Our teens are hungry for purpose and meaning in their lives. Let’s give them a cause to live for—THE Cause of telling others about the salvation Christ offers. Jesus made spreading His message a centerpiece of His discipleship strategy. You can too. Light a fire under your apathetic teenagers by making evangelism a centerpiece of your discipleship strategy.
What Can You Do?
What can you do to get started? Here are a few ideas to help you increasingly prioritize the advancement of the Gospel in your youth ministry:
- Set yourself ablaze! Are you on fire for evangelism? Are you burning to reach the lost? Do your teenagers see it in your life? Identify one person you haven’t shared the Gospel with yet, and determine to begin the conversation this week. Then tell your students about your efforts.
- Read or reread Gospelize Your Youth Ministry.

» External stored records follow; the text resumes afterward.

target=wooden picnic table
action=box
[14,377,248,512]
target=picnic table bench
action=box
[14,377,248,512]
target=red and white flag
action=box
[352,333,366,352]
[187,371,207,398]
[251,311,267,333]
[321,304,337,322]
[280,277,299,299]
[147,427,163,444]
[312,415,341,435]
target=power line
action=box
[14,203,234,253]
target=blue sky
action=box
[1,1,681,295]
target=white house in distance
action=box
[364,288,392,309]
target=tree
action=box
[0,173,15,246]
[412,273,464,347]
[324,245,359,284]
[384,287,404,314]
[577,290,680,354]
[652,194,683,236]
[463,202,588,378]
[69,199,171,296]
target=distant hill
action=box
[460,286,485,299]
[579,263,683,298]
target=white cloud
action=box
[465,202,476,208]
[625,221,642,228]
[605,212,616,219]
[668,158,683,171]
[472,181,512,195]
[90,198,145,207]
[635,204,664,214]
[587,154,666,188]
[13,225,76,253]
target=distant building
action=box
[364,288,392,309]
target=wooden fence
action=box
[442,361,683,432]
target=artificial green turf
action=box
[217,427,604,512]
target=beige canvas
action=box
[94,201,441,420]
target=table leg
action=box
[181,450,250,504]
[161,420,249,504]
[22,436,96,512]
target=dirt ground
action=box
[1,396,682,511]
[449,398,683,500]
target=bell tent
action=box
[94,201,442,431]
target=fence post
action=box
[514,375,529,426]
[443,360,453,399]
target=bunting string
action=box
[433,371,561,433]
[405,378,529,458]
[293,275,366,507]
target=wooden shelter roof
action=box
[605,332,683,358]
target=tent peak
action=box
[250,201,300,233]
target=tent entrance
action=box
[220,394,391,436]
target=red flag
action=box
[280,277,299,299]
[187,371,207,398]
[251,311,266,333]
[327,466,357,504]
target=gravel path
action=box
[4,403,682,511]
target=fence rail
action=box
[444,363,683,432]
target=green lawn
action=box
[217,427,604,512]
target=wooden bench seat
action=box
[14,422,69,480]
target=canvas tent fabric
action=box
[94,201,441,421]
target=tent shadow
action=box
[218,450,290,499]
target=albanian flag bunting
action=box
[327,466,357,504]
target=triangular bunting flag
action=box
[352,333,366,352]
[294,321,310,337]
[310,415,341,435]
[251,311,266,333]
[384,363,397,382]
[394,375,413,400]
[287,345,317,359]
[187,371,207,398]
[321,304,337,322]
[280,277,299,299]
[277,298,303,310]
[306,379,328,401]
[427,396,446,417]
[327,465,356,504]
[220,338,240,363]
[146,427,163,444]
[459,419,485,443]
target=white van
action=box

If you don’t already have a copy of this handbook for how to build a Gospel Advancing ministry, get your free digital copy of the book here.
- Be persistent. Tie evangelism into as many talks as you can. Have your teens identify everyone in their circle of friends who needs to hear the Gospel. Then hold them accountable and ask them to do the same with you.
- Take 5 for THE Cause of evangelism. Set aside five minutes in every youth group meeting to make evangelism a priority. Spend a couple minutes having one teen share a story of what they’re doing to reach their friends, whether their story is good, bad, or ugly. Then challenge the other teens in your group to share their faith too. Invest a couple minutes each meeting to give the Gospel and invite students to put their faith and trust in Jesus.
- Pray for the lost! Set aside a few minutes each week to pray for friends who don’t know Jesus.
Isn’t it interesting that Jesus had His group of followers with Him for about three-and-a-half years, pretty much the same amount of time the average youth leader has their teenagers from 9th to 12th grade?
Let’s use those years to ignite a passion for Christ and His cause.